Tuesday, July 10, 2007

Hawks vs Bluebirds: a different point of view

the European Starling --an ever-present argument against laissez-faire

Chris Lyons, who last wrote on this page about the orange chest color of redtail fledglings, has a different and compelling point to make about interfering with nature

Marie,

I read your response to the person who is upset over 'his' bluebirds and squirrels being captured and eaten, allegedly by a Red-Tailed Hawk. I agree with the general spirit of your response, but not with the specific advice you give. Human beings interfere with nature simply by existing in the manner we currently do, and in the numbers we currently do.

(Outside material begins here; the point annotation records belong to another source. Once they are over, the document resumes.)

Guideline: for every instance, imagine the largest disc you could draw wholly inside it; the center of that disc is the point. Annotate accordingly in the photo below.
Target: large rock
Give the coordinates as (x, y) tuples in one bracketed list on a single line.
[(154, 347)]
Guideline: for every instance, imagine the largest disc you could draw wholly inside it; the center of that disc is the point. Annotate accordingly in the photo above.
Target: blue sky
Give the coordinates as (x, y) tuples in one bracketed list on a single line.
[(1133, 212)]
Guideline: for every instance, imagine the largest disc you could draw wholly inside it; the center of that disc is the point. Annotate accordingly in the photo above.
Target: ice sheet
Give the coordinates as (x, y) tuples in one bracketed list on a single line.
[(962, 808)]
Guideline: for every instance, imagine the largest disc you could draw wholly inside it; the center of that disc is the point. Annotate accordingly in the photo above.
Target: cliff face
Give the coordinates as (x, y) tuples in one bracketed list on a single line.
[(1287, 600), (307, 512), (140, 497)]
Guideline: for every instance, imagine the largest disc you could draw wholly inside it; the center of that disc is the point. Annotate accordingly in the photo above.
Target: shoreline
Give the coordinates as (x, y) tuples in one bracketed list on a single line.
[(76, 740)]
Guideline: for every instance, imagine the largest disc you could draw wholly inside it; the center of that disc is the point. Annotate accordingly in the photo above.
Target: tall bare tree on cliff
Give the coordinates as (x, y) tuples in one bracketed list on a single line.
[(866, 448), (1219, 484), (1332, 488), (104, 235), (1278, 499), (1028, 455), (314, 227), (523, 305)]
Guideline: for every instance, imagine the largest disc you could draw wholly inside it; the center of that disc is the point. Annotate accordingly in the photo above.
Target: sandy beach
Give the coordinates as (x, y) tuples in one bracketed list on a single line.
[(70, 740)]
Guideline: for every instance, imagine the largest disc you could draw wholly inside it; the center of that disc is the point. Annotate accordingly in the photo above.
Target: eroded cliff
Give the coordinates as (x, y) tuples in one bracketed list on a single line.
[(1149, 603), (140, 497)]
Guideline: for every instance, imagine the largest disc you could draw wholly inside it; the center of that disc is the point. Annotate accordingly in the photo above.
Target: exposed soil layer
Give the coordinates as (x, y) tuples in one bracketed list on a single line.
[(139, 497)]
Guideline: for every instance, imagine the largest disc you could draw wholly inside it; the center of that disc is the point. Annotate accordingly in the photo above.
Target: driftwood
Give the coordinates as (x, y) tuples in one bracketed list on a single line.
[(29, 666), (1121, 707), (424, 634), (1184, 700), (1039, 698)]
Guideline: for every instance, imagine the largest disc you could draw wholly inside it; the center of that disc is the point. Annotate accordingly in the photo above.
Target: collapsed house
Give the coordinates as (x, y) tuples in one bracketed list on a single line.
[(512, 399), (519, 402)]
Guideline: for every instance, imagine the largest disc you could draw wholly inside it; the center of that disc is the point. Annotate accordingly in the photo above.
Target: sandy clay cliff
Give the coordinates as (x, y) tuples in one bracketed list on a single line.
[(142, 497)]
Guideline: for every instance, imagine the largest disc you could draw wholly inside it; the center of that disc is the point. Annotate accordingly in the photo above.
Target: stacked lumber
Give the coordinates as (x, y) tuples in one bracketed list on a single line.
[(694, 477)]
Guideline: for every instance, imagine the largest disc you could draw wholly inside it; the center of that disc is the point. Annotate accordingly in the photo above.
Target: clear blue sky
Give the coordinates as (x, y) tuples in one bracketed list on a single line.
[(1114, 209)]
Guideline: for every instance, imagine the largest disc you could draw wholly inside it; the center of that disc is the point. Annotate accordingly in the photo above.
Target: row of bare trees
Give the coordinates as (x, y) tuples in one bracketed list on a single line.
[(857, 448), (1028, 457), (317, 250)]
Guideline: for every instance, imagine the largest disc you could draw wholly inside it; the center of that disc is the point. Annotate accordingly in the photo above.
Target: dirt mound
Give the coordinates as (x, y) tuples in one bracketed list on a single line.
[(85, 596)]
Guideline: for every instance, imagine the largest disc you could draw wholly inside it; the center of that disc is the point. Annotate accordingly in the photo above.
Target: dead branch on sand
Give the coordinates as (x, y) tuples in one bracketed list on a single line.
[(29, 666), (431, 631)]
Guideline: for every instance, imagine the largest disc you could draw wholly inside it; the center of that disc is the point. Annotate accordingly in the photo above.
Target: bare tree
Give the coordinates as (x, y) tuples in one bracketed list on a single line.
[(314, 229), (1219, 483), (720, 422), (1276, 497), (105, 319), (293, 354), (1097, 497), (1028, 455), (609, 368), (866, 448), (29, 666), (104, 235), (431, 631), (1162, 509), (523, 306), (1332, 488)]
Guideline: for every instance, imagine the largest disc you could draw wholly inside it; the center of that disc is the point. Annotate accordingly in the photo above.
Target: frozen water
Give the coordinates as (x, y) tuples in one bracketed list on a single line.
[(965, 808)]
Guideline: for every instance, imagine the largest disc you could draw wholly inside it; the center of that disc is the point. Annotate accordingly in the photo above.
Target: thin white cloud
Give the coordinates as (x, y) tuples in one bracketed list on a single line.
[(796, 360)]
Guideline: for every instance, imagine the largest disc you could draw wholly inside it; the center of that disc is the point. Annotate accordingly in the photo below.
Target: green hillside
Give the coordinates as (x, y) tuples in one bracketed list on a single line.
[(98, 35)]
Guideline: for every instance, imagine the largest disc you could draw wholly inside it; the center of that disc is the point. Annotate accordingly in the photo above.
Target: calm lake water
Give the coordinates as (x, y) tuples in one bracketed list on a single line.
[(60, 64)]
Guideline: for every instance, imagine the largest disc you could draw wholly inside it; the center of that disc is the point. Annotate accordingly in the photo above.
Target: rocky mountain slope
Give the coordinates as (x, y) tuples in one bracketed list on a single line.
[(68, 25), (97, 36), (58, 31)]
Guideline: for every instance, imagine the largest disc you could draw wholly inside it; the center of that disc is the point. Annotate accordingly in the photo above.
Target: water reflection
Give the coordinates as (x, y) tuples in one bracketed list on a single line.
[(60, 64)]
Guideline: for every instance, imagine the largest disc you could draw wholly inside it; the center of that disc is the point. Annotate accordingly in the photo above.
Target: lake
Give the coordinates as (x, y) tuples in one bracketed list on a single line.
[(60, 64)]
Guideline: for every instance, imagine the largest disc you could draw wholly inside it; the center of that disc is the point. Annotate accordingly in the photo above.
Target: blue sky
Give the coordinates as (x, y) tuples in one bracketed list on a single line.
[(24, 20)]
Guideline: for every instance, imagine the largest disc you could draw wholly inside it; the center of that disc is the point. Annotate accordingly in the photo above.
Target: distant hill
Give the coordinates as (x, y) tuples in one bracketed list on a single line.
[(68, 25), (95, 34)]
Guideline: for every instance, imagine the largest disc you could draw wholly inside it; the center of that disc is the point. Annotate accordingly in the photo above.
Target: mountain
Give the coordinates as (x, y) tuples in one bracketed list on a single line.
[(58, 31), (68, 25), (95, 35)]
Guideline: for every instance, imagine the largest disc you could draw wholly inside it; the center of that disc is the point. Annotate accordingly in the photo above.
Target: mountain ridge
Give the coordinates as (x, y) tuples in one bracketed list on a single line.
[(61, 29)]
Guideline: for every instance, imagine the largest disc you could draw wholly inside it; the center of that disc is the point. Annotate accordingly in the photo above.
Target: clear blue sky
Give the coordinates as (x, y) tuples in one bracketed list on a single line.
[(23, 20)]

To name one specific example: by reducing the amount of suitable nesting habitat for the Eastern Bluebird, and also introducing hole-nesting exotics like the House Sparrow and Eurasian Starling to North America, we have made it extremely difficult for Bluebirds to successfully reproduce, regardless of hawk predation (which I do not believe is considered a major threat to Bluebird populations overall). Bluebirds have dealt with native predators long before we arrived, but without the carefully maintained 'Bluebird Trails', maintained by groups like the North American Bluebird Society, http://www.nabluebirdsociety.org/ their numbers could never have rebounded, and their beauty and music would be lost to us, by our own doing. Ironically, we first increased their numbers, by planting orchards that served as ideal habitat for them. We grew accustomed to having them in our gardens and backyards, came to love their beauty--then became increasingly disturbed as we saw them usurped.

The principle is very simple--we have reduced the number of natural tree cavities, and increased the number of competitors for those cavities.. Bluebird boxes even the odds a bit, by reducing the number of potential nest competitors, and placing the Bluebirds near people who will monitor them, and in some cases, intervene on their behalf. This is unquestionably a form of interfering with nature--but only in response to much more severe disruptions to the natural order, created by the workings of our civilization. It may be a doomed effort, but it is no more 'unnatural' than putting up boxes for urban-nesting Peregrine falcons, who are rarely able to successfully nest on human structures without our assistance. Red-Tails, of course, are quite able to nest successfully without our help--but we still give our help, now that we have decided they are majestic examplars of freedom, instead of heartless chicken killers, and exterminators of friendly songbirds. But they are what they always have been, regardless of the emotional filters we place around them.

In a sense, people angry about hawks preying on animals they feed and house in their backyards, purely for the joy of seeing those animals, are the successors to the small poultry farmers who shot any hawk they saw, in order to prevent their barnyards from being raided. In so doing, they often did more harm than good, even in relation to their own endeavours. But really, what bothered them was that they felt their property was being destroyed--they were so angry over the 'murder' of birds they fully intended to kill themselves anytime they wanted a chicken dinner. It was simply assumed that man had dominion over all of nature, and that we had both the right and the duty to manipulate it to our liking. We haven't really surrendered that notion, when you get right down to it.

Perhaps this man who wrote you hasn't done a good enough job following the guidelines set by the groups seeking to encourage Bluebird nesting. My father has Bluebird boxes on his property in South Carolina, which he maintains according to those guidelines. He also has plenty of hawks around. He hasn't noticed any particular problem with raptor predation--the main problem is that a lot of other birds like to use these boxes, such as Carolina Chickadees and House Wrens. Tree Swallows quickly find them in our area, though they are also quite capable of finding natural nest cavities.

I dislike the notion that it's possible for us to never interfere with nature, and the lives of animals. This is one of our most arrogant illusions, based on our image of ourselves as benevolent creatures. We can only pick and choose how we interfere, try to limit the amount of damage we do, and compensate for it in some instances--in so doing, we are inevitably going to make mistakes.

In a truly wild setting, where the old system of checks and balances is intact, we can usually sit back and let nature take its course, but there are increasingly few places where this holds true, and even in the deepest of wilderness areas, we are often intervening on behalf of one endangered species or another--all of which are endangered because of the way we have irreparably changed the world we live in, and not usually for the better. We intervene every time we try to put out a forest fire. We intervene every time we preserve an old growth forest. And we intervene if we do none of those things. We do not live in harmony with nature. If we wish to do so, we will have to give up all our modern conveniences, and go back to living the way we did in the stone age--and even then, there's some evidence we hastened the end of many species. As we may hasten our own end, if we don't watch out.

It would be nice if there was some immaculately cut-and-dried formula of moral righteousness we could follow here, but it simply doesn't exist. We have to make it up as we go along. With regards to our fellow creatures (and ourselves), we are never impartial--we always play favorites. We can and should try to allow for that, but I don't believe it's a trait we'll ever rid ourselves of. Anymore than we can rid ourselves of the tendency to accuse others of the same things we are guilty of ourselves.